Dual Triplet Network for Image Zero-Shot Learning

Publication date: Available online 25 September 2019Source: NeurocomputingAuthor(s): Zhong Ji, Hai Wang, Yanwei Pang, Ling ShaoAbstractAs a cross-modal task, zero-shot learning (ZSL) is generally achieved by aligning the semantic relationships between different modalities. It is a key issue in the alignment to accurately measure the multi-modal data distances. Although metric learning has been employed in many image ZSL approaches, few of them make full use of the data information. To address this issue, we propose a novel deep metric learning framework called Dual-Triplet Network (DTNet) for image ZSL. The DTNet first projects the semantic information into the visual space with a mapping network and then employs two triplet networks for learning the visual-semantic mapping.
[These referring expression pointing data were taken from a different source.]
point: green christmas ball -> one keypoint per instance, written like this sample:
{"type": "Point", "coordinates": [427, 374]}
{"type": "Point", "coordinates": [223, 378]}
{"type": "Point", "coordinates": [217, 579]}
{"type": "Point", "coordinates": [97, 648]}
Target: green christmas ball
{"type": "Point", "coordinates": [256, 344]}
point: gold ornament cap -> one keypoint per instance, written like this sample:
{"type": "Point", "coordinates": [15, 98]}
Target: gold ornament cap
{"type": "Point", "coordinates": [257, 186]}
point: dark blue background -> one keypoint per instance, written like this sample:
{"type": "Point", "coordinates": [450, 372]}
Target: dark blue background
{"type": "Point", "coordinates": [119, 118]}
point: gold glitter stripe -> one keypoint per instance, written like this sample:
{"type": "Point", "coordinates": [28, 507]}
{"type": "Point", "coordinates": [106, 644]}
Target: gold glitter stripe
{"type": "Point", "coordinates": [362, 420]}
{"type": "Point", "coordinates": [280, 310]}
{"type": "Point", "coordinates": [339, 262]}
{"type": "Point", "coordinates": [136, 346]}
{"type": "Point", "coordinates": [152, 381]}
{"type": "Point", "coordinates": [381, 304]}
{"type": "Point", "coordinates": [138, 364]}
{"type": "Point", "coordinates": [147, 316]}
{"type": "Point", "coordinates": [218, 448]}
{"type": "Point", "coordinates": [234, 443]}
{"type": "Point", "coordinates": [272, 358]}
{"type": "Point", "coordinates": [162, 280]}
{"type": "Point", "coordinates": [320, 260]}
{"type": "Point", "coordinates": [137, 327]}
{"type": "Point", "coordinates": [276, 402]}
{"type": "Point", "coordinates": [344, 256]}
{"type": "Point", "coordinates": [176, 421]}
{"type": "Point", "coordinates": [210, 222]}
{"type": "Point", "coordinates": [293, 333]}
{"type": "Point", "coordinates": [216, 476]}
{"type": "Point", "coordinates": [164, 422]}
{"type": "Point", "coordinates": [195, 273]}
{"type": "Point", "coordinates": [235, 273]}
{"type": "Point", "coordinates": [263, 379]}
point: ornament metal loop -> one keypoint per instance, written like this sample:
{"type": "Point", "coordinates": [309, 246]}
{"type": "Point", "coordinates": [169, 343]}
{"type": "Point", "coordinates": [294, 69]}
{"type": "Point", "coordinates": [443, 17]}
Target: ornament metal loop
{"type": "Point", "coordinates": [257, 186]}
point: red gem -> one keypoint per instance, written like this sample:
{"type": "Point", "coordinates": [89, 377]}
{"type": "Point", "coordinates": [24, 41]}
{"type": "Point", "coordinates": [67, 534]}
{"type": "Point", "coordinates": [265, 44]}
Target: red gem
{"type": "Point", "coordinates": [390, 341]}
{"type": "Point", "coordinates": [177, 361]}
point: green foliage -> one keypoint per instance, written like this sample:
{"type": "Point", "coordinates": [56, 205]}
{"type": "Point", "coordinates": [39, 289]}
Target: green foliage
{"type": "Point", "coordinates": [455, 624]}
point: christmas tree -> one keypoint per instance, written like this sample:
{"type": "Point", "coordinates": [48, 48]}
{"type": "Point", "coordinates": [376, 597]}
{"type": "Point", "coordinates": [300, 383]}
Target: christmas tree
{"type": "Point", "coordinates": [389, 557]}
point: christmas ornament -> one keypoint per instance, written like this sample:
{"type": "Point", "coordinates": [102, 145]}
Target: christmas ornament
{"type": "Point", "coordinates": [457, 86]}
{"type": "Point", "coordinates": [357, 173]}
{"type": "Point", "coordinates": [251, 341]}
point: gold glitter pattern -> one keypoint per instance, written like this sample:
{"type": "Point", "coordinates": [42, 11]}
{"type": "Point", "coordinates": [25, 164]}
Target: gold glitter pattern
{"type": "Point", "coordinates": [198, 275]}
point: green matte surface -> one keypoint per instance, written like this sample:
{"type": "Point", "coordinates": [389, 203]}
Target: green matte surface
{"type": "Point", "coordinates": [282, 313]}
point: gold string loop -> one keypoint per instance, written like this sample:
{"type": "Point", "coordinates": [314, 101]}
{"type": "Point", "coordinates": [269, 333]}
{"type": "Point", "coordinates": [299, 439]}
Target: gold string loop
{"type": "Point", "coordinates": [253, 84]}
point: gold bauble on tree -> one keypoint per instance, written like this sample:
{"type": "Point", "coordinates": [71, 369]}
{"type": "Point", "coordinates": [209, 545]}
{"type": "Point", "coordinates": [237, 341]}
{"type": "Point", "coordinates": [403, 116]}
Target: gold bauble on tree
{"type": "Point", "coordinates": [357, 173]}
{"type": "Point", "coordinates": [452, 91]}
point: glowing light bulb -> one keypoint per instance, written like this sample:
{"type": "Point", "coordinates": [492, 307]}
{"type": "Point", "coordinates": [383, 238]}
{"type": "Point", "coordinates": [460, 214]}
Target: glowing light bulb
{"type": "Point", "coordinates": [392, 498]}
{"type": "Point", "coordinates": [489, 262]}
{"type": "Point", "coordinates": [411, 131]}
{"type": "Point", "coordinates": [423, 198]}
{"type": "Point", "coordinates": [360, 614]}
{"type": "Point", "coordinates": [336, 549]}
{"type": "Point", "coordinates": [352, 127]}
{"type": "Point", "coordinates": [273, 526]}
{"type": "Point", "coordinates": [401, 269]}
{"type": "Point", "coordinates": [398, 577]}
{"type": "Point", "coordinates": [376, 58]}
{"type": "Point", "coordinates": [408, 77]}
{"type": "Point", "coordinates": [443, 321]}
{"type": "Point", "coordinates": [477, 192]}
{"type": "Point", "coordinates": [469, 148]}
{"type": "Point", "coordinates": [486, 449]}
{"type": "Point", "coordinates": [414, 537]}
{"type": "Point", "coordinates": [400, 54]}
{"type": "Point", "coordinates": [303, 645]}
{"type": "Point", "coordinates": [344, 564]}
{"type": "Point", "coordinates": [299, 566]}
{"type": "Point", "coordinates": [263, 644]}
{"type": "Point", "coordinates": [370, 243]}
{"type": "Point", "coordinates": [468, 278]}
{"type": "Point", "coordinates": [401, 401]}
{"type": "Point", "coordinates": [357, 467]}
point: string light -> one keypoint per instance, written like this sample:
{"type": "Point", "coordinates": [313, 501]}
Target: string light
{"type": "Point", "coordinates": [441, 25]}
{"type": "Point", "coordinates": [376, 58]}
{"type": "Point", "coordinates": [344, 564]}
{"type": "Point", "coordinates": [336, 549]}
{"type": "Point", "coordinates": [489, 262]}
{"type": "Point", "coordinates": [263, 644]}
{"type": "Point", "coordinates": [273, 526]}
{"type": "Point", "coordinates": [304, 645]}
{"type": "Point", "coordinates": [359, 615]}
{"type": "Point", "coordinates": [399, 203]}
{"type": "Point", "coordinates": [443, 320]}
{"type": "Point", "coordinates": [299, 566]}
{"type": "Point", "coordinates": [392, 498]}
Specifically, one triplet network focuses on negative attribute features, and the other pays special attention to negative visual features, which guarantees the sufficient discovery and utilization of data information. Extensive experiments on three benchmark datasets demonstrate that our proposed DTNet achieves the state-of-the-art results on both traditional and generalized image ZSL tasks. Especially, on the H measurement of generalized image ZSL, DTNet has improvements of 18% on AwA, 1.9% on CUB, and 12.9% on aPY, respectively.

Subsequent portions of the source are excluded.